CN106934489B

CN106934489B - Time sequence link prediction method for complex network

Info

Publication number: CN106934489B
Application number: CN201710095043.6A
Authority: CN
Inventors: 徐小龙; 胡楠
Original assignee: Nanjing University of Posts and Telecommunications
Current assignee: Nanjing University of Posts and Telecommunications
Priority date: 2017-02-22
Filing date: 2017-02-22
Publication date: 2020-10-23
Anticipated expiration: 2037-02-22
Also published as: CN106934489A

Abstract

The invention discloses a time sequence link prediction method facing a complex network, which mainly aims at a network with interaction behaviors among nodes such as social contact, mails and scientific research and predicts the interaction behaviors which are likely to occur in the future by using the time and frequency of interaction between the nodes. And performing high-precision link prediction through network evolution information, and designing the core steps of the method based on an integral synchronous parallel computation model. The prediction method has good universality and can be suitable for time sequence link prediction in various social networks; the prediction method has good expandability and can be suitable for time sequence link prediction in a distributed environment.

Description

Time sequence link prediction method for complex network

Technical Field

The invention relates to a time sequence link prediction method for a complex network, and belongs to the technical field of time sequence link prediction in the complex network.

Background

The current mainstream link prediction algorithm is based on the network topology structure of the network at the previous moment, then the similarity between nodes is calculated according to some node similarity indexes, such as common neighbor indexes, resource allocation indexes and the like, and then the occurrence condition of the link at the next moment is determined according to a similarity threshold. Different from the existing mainstream prediction algorithm, the prediction of the future network topology structure by using the network evolution information in the past period of the network is a newer research direction, and the prediction method is more consistent with the real situation that the network has dynamic characteristics in reality and often has better link prediction precision. In addition, the current link prediction algorithm mainly realizes similarity calculation based on a matrix calculation mode, and the method is simple and convenient to calculate under a single-machine condition, but is not suitable for a distributed environment. A computing architecture based on a whole synchronous parallel computing (BSP) model design algorithm can enable the algorithm to run on a mainstream distributed data processing platform, and therefore the expansibility of the algorithm is improved.

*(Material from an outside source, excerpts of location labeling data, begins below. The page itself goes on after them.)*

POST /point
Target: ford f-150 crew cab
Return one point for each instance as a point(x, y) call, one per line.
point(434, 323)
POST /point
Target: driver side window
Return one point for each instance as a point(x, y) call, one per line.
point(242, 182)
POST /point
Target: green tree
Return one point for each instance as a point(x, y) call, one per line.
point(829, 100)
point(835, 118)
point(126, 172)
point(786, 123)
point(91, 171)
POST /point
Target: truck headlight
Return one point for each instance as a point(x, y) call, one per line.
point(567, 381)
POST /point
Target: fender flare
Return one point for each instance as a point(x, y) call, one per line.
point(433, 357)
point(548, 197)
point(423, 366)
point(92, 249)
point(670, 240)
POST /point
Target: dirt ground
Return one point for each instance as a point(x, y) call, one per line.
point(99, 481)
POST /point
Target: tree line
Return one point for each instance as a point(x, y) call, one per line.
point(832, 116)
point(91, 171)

The performance indicators of the link prediction algorithm include accuracy, AUC, and the like. The accuracy is the visual display of the prediction precision of the algorithm, and the AUC is the overall consideration of the prediction effect of the algorithm. Some link prediction algorithms based on the network topology structure at the last moment can have good prediction accuracy when the network evolves steadily, but in reality, the network often fluctuates greatly due to some reasons, which causes the prediction accuracy to be reduced greatly. Some link prediction algorithms improve the link prediction accuracy by using text semantic information in the network, but because text semantic differences in different networks are large, and the text information is difficult to obtain and guarantee correctness, the link prediction algorithms using the text semantic have no universality and cannot guarantee certain improvement of link prediction effect. Moreover, most link prediction algorithms only consider the 'existence of nothing' and ignore the fact that links between nodes are often close and distant, and ignoring this layer of information also degrades the accuracy of link prediction.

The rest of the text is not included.